The flow is structural. The Planning Agent produces the Recommendation. The Technical Review Team reviews it, edits it, validates the role assignments against current capacity, sanity checks the throughput and cost bands, and produces the Approved Baseline. The customer reviews the Approved Baseline (not the Recommendation), signs off, and the engagement enters Execution against that signed plan.
This is the same pattern the Intake Agent and QA Agent use: the model proposes, the human disposes, only the human’s disposition binds the engagement. The pattern exists because we will not let an AI estimate be the basis of a customer commitment. AI estimates inform the commitment; the commitment is made by people who can stand behind it.
Customer overrides
The Console exposes the Recommendation to the customer in read mode and the Approved Baseline in editable mode (with revision tracking). Customers can request revisions on specific blocks, override AI versus human assignments per block (e.g., “I want a senior engineer on this block, not an AI agent”), and tune throughput preferences (faster delivery at higher cost, or slower delivery at lower cost). All overrides flow back through the human review loop before they enter the Approved Baseline.
This matters because the platform should not impose its routing preferences on customers who have a strong opinion. Most customers are happy to defer to the Approved Baseline as proposed; some prefer specific control points; both are first class flows.
Limits
Three structural limits.
Brief quality dependency. The Planning Agent’s output is bounded by the brief’s quality. A vague brief produces a Recommendation with wide bands and many flagged risks; a sharp brief produces a tighter Recommendation. The Intake Agent surfaces the brief quality issues; the Planning Agent reflects them.
External constraints. The agent does not know about external customer constraints unless they are in the brief or in the customer memory.

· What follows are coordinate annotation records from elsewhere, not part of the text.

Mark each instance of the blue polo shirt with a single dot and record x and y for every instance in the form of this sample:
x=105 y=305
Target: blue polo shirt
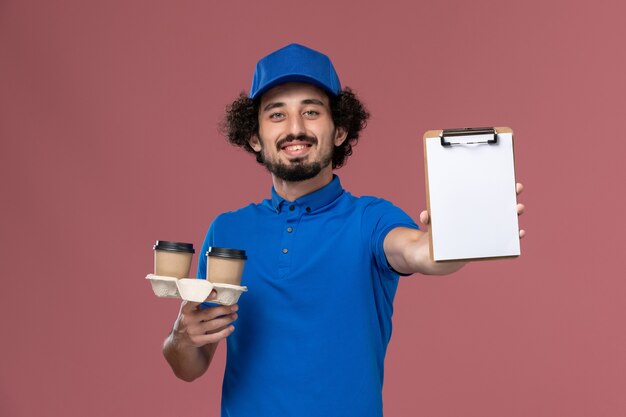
x=314 y=326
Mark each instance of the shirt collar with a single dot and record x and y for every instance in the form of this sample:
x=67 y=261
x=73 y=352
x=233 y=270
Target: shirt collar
x=313 y=201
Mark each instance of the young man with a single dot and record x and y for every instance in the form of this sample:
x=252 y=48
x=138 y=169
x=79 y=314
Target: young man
x=323 y=265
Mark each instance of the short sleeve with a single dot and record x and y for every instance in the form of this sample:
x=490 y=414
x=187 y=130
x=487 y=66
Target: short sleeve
x=379 y=218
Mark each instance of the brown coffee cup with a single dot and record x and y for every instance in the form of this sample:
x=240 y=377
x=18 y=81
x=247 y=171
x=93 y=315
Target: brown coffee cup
x=173 y=259
x=225 y=265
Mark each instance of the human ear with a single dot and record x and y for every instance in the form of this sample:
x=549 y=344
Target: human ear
x=340 y=136
x=254 y=143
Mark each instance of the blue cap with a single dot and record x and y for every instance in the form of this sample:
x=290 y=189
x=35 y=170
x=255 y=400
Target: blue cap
x=295 y=63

Calendar constraints (a regulatory deadline, a partner launch, a hiring freeze) come into the plan only through the human review step.
Novel domains. Engagements in domains where Orzed has limited delivery memory produce Recommendations with wider uncertainty bands. The Technical Review Team typically spends more time on these and the Approved Baseline diverges more from the Recommendation.
Specifications
| Attribute | Value |
|---|---|
| Underlying model | Orzed Horizon, Planning fine tune |
| Training data | Delivery memory (~1,400 engagements with brief, plan and realised delivery), plus reviewer alignment loop |
| Median latency | 30 to 90 seconds (typical engagement) |
| Output | Structured Planning Recommendation (decomposition, dependency graph, role assignment, throughput band, cost band) |
| Console surface | Planning Recommendation drawer, Approved Baseline editor |
| Binding status | Exploratory; binding decisions sit with the Technical Review Team in the Approved Baseline |
The QA Agent write up covers the next major agent in the lifecycle: the agent that runs the first pass on every Execution lane deliverable produced under the Approved Baseline.
Questions teams ask
Why is the Recommendation exploratory and not binding?
Because no model, however capable, should be the binding source of an engagement plan. The Recommendation is the agent's best read of how the work decomposes; the Approved Baseline is the version that human senior reviewers have validated against the customer's actual constraints. Binding decisions on cost, scope and timeline sit with people who can be accountable for them.
How accurate are the Planning Agent's estimates?
Throughput and cost estimates land in the right band on roughly 70 to 80 percent of engagements measured against realised delivery. The misses cluster around engagements where scope materially shifted mid flight (which no plan predicts) and engagements where the brief's assumptions were substantively wrong (which the Intake Agent now catches earlier).
Can I change parts of the Recommendation?
Yes. The Console lets you request revisions on specific blocks, override AI versus human assignments per block, and tune throughput preferences. Revisions go back through the agent and the human review loop; the Approved Baseline reflects the final state.